Co-lead author Tim Bartels, PhD, an associate professor of neurology at UCL said the long time it takes for Parkinson’s develop and progress makes early intervention key to better treatments. “Understanding how Parkinson’s begins in the body could allow us to develop simple blood tests to screen for it, enabling diagnosis long before damage to the brain starts,” he said. “Having the ability to detect and manage Parkinson’s before it even reaches the brain could have a huge impact for those affected.”

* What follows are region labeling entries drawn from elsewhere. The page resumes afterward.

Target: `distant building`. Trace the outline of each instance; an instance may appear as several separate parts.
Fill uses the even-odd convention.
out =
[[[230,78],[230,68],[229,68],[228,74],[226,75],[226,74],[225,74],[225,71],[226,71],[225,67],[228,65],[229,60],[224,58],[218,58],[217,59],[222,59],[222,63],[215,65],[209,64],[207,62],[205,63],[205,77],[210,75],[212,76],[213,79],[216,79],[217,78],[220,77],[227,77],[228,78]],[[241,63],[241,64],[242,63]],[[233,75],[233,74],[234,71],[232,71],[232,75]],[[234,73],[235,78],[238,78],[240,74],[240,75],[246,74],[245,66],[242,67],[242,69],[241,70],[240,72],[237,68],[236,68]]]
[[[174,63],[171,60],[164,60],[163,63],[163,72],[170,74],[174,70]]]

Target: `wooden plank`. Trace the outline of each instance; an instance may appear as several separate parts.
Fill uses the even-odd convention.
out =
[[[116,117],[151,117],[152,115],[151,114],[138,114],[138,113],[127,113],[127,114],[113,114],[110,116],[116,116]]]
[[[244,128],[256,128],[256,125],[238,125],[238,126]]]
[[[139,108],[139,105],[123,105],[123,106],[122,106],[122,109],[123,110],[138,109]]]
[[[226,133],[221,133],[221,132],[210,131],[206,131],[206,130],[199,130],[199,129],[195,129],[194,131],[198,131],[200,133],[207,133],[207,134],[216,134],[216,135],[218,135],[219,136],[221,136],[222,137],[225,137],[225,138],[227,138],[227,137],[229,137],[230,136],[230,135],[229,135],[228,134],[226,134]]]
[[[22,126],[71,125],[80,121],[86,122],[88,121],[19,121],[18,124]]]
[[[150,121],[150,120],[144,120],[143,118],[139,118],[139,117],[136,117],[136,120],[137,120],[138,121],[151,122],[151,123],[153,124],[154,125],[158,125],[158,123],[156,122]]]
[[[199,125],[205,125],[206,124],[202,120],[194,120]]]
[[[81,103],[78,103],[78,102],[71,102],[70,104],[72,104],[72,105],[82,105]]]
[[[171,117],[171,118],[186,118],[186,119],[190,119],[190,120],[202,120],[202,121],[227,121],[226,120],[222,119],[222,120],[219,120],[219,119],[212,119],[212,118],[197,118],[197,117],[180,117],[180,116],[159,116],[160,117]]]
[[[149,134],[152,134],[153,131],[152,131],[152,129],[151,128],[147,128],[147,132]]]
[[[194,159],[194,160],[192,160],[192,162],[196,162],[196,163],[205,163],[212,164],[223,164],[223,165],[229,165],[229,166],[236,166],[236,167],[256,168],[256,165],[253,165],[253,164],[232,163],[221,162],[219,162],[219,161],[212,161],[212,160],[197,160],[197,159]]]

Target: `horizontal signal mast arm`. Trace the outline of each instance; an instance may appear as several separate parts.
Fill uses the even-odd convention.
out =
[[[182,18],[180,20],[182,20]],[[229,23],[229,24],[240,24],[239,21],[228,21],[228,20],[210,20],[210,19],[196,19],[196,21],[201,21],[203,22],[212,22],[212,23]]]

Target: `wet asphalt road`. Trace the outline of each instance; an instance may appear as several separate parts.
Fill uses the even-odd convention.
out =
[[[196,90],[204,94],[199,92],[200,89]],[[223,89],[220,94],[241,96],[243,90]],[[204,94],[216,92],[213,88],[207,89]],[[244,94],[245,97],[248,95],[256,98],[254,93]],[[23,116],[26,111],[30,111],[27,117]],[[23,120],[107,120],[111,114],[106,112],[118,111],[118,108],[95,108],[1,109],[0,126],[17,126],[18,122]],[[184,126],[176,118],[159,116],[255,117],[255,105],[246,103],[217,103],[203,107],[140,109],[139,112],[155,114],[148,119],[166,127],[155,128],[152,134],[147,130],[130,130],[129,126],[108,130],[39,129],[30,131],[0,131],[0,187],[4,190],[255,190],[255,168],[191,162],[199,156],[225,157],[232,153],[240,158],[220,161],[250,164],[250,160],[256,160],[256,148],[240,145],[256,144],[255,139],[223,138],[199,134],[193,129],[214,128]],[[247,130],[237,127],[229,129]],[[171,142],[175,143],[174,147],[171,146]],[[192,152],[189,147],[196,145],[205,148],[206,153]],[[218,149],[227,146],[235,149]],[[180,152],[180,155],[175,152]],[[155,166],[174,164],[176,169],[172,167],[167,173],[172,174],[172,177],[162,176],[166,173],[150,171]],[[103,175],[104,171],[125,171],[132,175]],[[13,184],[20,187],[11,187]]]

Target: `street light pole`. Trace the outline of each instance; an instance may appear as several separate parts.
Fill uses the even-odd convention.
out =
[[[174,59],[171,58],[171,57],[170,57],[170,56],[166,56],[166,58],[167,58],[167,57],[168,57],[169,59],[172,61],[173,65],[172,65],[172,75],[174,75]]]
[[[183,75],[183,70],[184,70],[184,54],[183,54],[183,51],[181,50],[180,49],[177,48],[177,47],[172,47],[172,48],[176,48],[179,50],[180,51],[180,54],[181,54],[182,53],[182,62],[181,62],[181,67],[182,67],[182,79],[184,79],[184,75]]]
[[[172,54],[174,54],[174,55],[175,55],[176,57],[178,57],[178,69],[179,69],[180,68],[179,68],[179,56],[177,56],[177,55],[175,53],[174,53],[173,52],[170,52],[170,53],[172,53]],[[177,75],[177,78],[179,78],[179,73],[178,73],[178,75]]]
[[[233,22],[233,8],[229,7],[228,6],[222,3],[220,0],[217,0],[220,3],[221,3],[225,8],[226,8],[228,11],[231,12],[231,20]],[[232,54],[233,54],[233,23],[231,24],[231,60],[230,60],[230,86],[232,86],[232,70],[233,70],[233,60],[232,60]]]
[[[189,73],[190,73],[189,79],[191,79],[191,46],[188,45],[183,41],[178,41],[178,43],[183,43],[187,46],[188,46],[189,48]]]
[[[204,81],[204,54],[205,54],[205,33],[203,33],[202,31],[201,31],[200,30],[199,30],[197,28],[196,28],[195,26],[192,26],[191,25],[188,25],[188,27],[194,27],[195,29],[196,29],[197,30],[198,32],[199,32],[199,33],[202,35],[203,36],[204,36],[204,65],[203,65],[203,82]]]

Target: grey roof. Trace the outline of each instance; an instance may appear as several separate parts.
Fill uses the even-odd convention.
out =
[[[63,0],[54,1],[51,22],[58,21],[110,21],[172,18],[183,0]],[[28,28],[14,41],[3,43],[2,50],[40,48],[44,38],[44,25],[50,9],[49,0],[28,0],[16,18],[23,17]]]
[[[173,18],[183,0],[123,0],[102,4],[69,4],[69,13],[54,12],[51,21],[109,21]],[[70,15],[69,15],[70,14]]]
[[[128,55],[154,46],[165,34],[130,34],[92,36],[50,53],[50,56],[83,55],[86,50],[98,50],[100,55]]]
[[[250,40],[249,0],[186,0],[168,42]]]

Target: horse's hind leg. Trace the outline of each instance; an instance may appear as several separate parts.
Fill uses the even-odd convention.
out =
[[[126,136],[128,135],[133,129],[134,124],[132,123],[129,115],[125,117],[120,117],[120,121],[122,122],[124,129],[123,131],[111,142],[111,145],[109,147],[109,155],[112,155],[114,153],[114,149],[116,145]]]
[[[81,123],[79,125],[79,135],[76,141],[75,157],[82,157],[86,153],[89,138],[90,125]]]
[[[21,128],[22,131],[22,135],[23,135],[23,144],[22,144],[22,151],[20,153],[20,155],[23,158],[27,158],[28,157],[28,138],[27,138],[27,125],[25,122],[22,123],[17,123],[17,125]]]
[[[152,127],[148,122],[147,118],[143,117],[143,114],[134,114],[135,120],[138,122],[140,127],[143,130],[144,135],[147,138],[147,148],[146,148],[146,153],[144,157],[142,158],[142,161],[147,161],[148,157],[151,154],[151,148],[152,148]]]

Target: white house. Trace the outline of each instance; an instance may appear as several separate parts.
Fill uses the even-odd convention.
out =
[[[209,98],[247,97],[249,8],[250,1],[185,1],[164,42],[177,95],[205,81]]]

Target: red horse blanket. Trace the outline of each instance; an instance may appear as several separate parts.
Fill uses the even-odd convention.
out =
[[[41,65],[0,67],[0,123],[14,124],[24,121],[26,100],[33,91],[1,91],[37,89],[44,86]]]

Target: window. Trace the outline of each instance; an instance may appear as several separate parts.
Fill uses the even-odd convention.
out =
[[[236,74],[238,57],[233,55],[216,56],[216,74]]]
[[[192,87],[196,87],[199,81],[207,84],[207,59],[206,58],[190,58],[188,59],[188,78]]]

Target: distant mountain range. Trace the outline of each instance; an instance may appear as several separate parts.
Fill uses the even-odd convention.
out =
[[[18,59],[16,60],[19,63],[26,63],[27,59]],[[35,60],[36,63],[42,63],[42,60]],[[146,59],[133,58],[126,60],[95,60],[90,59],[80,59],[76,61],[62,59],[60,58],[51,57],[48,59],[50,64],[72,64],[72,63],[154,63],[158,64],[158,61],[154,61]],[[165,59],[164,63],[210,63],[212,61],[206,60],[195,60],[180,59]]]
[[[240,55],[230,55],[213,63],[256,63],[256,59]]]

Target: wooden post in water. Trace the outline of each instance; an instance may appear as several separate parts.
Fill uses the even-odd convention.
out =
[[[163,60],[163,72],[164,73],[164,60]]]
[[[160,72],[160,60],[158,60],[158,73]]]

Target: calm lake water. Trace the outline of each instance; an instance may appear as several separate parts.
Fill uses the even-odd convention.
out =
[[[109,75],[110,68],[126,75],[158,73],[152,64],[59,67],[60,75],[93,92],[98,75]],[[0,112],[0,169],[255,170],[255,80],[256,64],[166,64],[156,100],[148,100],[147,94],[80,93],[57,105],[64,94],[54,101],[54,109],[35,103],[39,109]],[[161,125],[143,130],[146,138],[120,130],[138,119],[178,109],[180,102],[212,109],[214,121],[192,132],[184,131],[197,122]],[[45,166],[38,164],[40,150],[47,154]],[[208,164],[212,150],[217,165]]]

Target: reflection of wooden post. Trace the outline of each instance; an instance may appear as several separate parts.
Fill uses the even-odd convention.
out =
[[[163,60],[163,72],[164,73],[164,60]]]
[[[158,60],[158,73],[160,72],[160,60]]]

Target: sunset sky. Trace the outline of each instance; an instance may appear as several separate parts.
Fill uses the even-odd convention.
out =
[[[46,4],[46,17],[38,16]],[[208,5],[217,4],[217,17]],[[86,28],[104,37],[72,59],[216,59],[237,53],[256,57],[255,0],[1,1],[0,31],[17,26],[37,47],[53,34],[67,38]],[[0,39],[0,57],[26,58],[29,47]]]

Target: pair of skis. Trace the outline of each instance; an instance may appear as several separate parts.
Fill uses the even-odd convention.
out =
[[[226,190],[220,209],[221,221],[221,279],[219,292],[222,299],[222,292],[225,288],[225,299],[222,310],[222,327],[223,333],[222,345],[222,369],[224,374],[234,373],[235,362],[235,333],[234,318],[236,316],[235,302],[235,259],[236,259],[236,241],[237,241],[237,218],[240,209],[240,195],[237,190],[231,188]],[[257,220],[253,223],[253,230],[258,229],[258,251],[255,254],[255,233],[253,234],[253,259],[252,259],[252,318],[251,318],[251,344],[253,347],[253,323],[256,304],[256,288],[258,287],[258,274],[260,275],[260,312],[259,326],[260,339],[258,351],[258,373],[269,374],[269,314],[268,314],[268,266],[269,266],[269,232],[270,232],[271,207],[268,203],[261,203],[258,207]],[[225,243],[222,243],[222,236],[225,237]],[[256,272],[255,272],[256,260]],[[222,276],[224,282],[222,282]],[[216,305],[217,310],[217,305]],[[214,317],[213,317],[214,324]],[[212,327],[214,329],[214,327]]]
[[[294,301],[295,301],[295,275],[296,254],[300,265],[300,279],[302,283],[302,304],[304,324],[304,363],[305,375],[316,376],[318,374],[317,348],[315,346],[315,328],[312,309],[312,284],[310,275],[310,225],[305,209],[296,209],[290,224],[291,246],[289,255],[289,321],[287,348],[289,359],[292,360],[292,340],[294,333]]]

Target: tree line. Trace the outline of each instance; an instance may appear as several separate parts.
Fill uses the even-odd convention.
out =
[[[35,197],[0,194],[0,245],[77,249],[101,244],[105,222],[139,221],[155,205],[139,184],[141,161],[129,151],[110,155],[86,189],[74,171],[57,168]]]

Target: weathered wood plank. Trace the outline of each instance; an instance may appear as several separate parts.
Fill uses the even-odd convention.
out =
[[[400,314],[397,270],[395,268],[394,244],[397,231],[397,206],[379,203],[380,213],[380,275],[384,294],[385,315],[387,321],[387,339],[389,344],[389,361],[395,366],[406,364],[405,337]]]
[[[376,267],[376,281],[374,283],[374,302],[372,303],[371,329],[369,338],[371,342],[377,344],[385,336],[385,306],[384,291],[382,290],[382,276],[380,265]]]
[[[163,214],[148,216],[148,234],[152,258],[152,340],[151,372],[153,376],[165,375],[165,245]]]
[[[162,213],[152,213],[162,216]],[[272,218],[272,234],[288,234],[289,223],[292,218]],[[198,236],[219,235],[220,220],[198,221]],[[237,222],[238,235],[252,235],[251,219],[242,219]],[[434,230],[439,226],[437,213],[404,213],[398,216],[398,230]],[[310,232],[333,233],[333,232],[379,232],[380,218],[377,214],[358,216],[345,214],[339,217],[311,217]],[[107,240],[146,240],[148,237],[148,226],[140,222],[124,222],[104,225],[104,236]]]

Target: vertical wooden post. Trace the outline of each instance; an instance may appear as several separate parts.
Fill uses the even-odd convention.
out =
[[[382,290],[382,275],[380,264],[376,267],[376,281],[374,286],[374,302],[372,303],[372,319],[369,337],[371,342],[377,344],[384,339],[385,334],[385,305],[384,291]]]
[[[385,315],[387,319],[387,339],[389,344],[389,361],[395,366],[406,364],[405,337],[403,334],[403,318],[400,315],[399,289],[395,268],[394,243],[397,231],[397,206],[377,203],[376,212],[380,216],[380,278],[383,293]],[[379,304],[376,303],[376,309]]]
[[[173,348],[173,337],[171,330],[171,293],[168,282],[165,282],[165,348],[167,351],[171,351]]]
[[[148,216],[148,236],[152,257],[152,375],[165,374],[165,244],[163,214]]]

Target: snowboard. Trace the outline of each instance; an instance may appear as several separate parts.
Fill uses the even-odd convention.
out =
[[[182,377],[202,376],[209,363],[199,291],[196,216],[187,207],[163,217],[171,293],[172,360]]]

Based on these finding, the researchers now plan to find out how immune signaling between the gut and brain could be targeted therapeutically. They also intend to further investigate ways that inflammatory markers in blood could be used for earlier diagnosis. Finally, the team will investigate how macrophage-T cell interactions are regulated and if there is potential to modulate these activities to slow or prevent the spread of alpha-synuclein pathology in Parkinson’s disease.